At some point, most healthcare organizations try to answer the data integration demand with a mix of legacy, homegrown, and a clashing mishmash of transport infrastructure. It’s not that a provider ever sets out or plans to design an overly-complex quilt of disparate elements hoping it will somehow function together as a cohesive solution. Rather, patchwork systems usually evolve this way organically. Over time, as each new requirement is discovered and met by a new piece being added on, complexity grows, and new complications arise. Holistic integration infrastructure planning, which requires clear foresight to effectively build out an enterprise IT environment, comes as an afterthought.

Information is the most powerful tool in the healthcare arsenal.

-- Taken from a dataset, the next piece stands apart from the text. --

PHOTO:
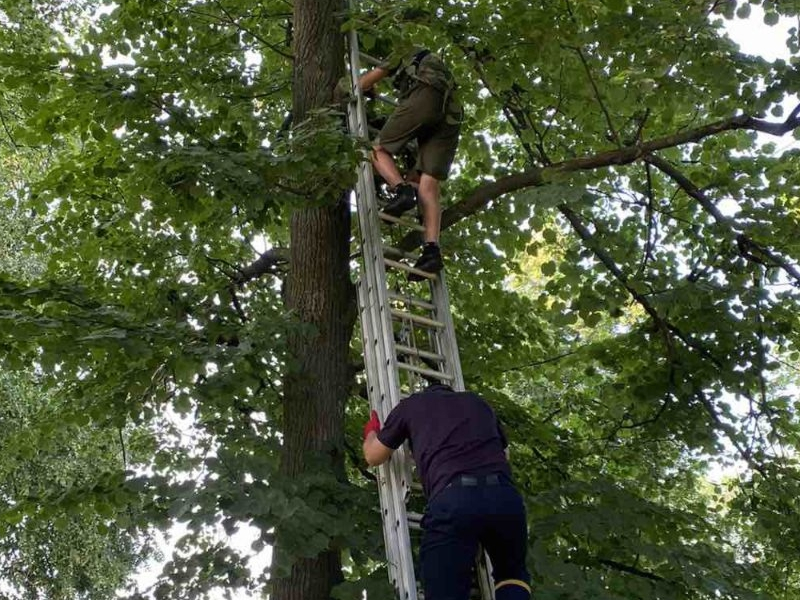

A significant level of real-time data access signifies the capacity for provider-wide optimization of rapid-response decision- making and operational streamlining. Information must be consistently moved, shared, and tracked to equip the organization with the kind of critical knowledge necessary to make early, confident, data-driven decisions with seeming clairvoyance on not only what is happening now, but also what is going to happen. The more capable a provider responds to changing conditions, the more impactful its achievements. Integration, therefore, implies significantly more than the ability to simply satisfy connectivity needs; an organization should look holistically to delight patients and other constituents.

A holistic approach means:

  • all systems connecting business processes and enterprise operations
  • all people moving, sharing, and collaborating on files
  • all information flowing through the full business data topography

What we’re talking about here is a modern approach to doing business better. Comprehensive insight into information dynamics, processes and operations, and patient loyalty and behavior predictors increase organizational competitiveness and business value.